FilmDoo talks to director Michèle Massé.
In general, what inspired your decision to tell the stories of lesbian women over 70?
This was a result of long reflection. After the summer of 2011, I was talking with a close friend about his mother and my father. We were talking about their isolation and loneliness and we wondered about life for older homosexual people. After this discussion, the subject remained in my mind and I decided to investigate about it. This idea was consolidated by the fact that I didn’t know any elderly homosexual people and that I didn’t see them anywhere around me. It was like they had disappeared after a certain age. Then, I moved forward with my work on the subject and decided to concentrate on women, because they are even less visible than the men and I feel closer to them.
These women talk about sex and desire. Was it your intention to try and break through the social stigma surrounding sex in later life?

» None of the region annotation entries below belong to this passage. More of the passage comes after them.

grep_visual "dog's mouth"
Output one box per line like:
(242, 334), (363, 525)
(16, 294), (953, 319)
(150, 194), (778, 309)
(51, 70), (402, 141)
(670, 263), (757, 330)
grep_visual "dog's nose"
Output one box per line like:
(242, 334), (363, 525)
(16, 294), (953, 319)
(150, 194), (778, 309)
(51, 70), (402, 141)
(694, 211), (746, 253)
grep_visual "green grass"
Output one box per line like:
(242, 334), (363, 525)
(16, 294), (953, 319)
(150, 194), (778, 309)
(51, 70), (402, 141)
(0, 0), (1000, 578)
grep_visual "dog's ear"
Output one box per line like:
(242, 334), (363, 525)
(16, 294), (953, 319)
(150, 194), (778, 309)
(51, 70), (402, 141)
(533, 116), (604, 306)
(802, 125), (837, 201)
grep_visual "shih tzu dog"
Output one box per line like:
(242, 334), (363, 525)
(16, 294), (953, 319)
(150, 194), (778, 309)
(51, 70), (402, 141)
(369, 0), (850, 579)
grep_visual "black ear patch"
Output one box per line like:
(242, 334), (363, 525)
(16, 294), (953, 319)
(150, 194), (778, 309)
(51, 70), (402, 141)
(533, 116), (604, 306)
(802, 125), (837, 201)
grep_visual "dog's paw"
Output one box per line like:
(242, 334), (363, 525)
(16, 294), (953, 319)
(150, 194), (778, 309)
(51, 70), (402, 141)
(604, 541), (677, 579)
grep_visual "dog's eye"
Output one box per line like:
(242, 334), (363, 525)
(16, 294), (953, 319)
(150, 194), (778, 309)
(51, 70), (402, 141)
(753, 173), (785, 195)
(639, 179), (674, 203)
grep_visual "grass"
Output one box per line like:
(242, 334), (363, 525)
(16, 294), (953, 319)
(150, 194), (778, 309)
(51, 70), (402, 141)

Yes, it was, because it seems that when you’ve passed 40 years old, you’re no longer “on the market”. And it’s even harder when you’re 70. In the film you can see that the feeling of falling in love is exactly the same at this age, but it’s more difficult to begin a relationship. I think that love is very important in everybody’s life, both the feeling and sexuality. Why do older people have to stop having sex and loving?
The film studies the connection between lesbianism and female sexual liberation. That is, increased public understand of lesbianism worked to show people that women were certainly sexual beings. Is this a theme that is of particular interest to you?
It’s not the main theme of the movie, but I am interested in it and even more so in the case of women of this generation. It’s still very hard for women to have free sexuality, even more so for lesbians, because they are in sexual relationships but without men, which is still very hard for many people to understand.
The film looks at the legalisation of gay marriage in certain countries, how much of an impact do you think changes in the law have on public opinion about LGBT issues?
I think that the legalisation of gay marriage helps people to understand the LGBT population and helps to normalise the situation of LGBT people.
The women in the film discuss how getting older can be harder for LGBT people. For example, retirement homes may be prejudiced towards them, or LGBT people may be more likely to end up alone in later life. How do you think this problem could be tackled?
I think that it’s very important to create structures in which older homosexuals feel good and free to be who they are; a place where they do not feel discriminated. There are some examples now in European countries and in the United States. It’s also important to educate young LGBT people to include older people.
One of the women in the documentary says that activism helps her feel young. Your film could be classed as a kind of activism – do you feel that filmmaking keeps you feeling young?
Filmmaking is synonymous with curiosity, desire, encounters, enthusiasm and energy and going through all of these sensations allows you to stay young, not just to feel it, but to be young.